Mayonnaise is not intended to last forever. I don't know how much the suspicious additive, Calcium Disodium EDTA, contributes to the longevity of a jar of Hellman's, but personally I'm never going to buy the stuff again. (Not that I'm thinking—at my age—of getting pregnant.) I typically buy organic, but did this year resort to Hellman's on Super Bowl Sunday when the organic stuff was gone—my devilled eggs are a requirement, and I was too rushed for a second store run.

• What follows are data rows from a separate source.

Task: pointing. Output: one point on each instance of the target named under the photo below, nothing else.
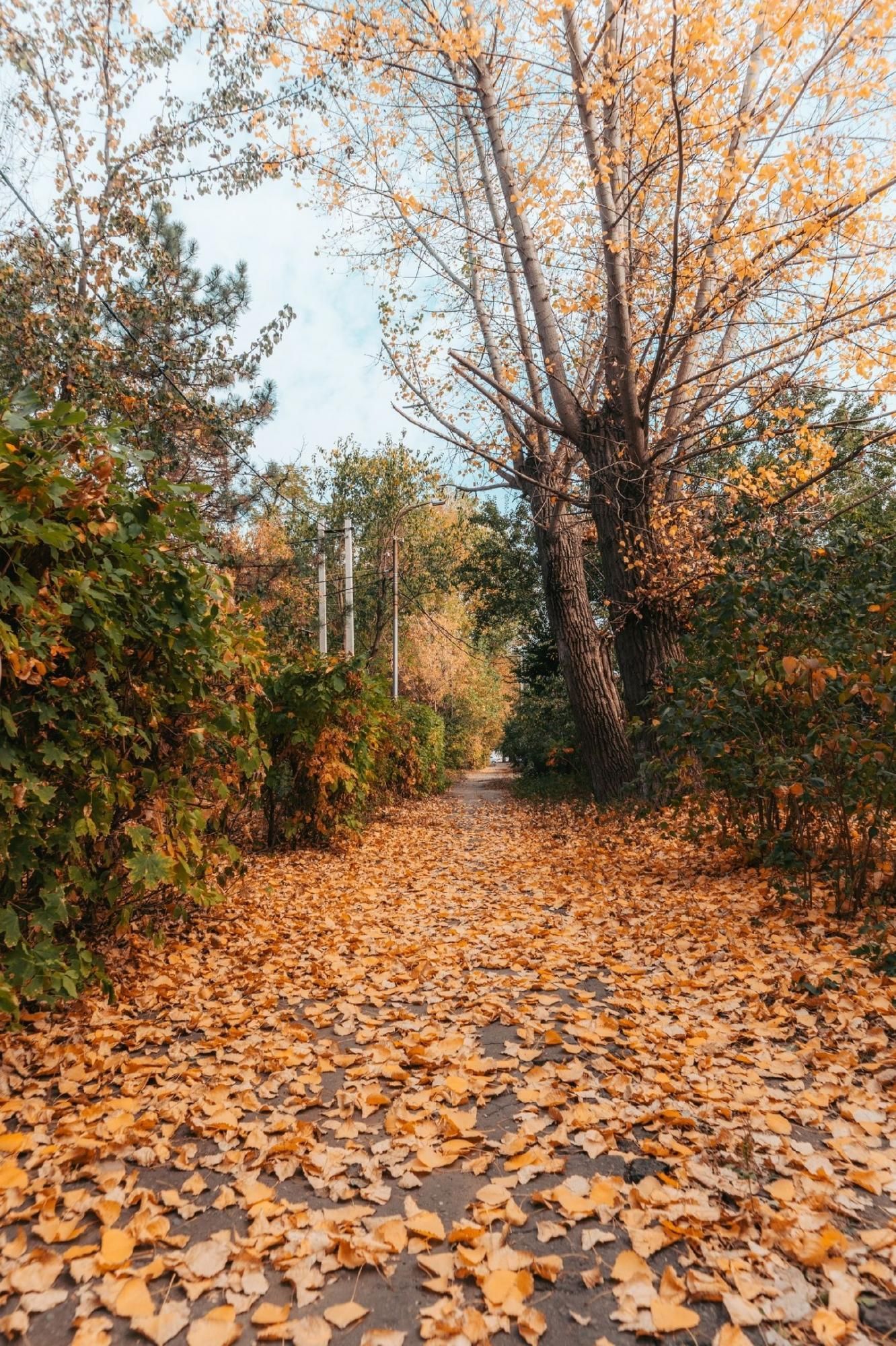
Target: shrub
(420, 767)
(127, 732)
(338, 745)
(784, 709)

One more quick point before "the good news is…" Hellmann's claims that 100% of its eggs are from "cage-free chickens" means nothing. The chickens could still be packed like a New York subway, indoors, in filthy living conditions. There simply are not industry standard terms that are in effect. "Cage-free" is as meaningless as "natural." Asbestos is natural—occurring in nature. This is healthy cynicism.

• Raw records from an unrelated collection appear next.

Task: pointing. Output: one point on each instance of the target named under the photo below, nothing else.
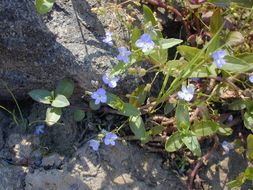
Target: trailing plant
(211, 70)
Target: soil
(61, 159)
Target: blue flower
(123, 54)
(94, 144)
(99, 96)
(108, 38)
(230, 118)
(112, 83)
(251, 79)
(186, 93)
(152, 30)
(39, 130)
(227, 146)
(145, 43)
(110, 138)
(218, 58)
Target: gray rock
(119, 167)
(53, 160)
(20, 145)
(38, 51)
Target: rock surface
(120, 167)
(38, 51)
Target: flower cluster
(39, 130)
(186, 93)
(218, 58)
(109, 139)
(145, 43)
(227, 146)
(251, 78)
(108, 38)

Some alternatives to mutant babies or reproductive "effects"? These brands may be more expensive, and they're more trustworthy.
THE GOOD NEWS IS…ORGANIC MAYONNAISE BRANDS
Best of all, they're Hellmann's-Free, which is an industry standard term. It means "no Hellmann's is contained in this jar."
Wilderness Family Naturals: Certified Organic (Raw) Centrifuged Extra Virgin Olive Oil • Certified Organic (Raw) Unrefined Sesame Seed Oil • Certified Organic (Raw) Centrifuged Extra Virgin Coconut Oil • Certified Organic Eggs • Certified Organic Vinegar • Certified Organic Spices (Ground Mustard, Garlic, Onion & Paprika) • Certified Organic Evaporated Cane Juice • Sea Salt
Hain Safflower Mayonnaise: Expeller Pressed Safflower Oil, Whole Eggs, Grain Vinegar, Water, Egg Yolks, Sea Salt, Dehydrated Cane Juice, Spice, Lemon Juice Concentrate, Honey, d-alpha-Tocopheryl Acetate (Vitamin E), Rosemary Extractives, Natural Flavor, Paprika Extractives (for color).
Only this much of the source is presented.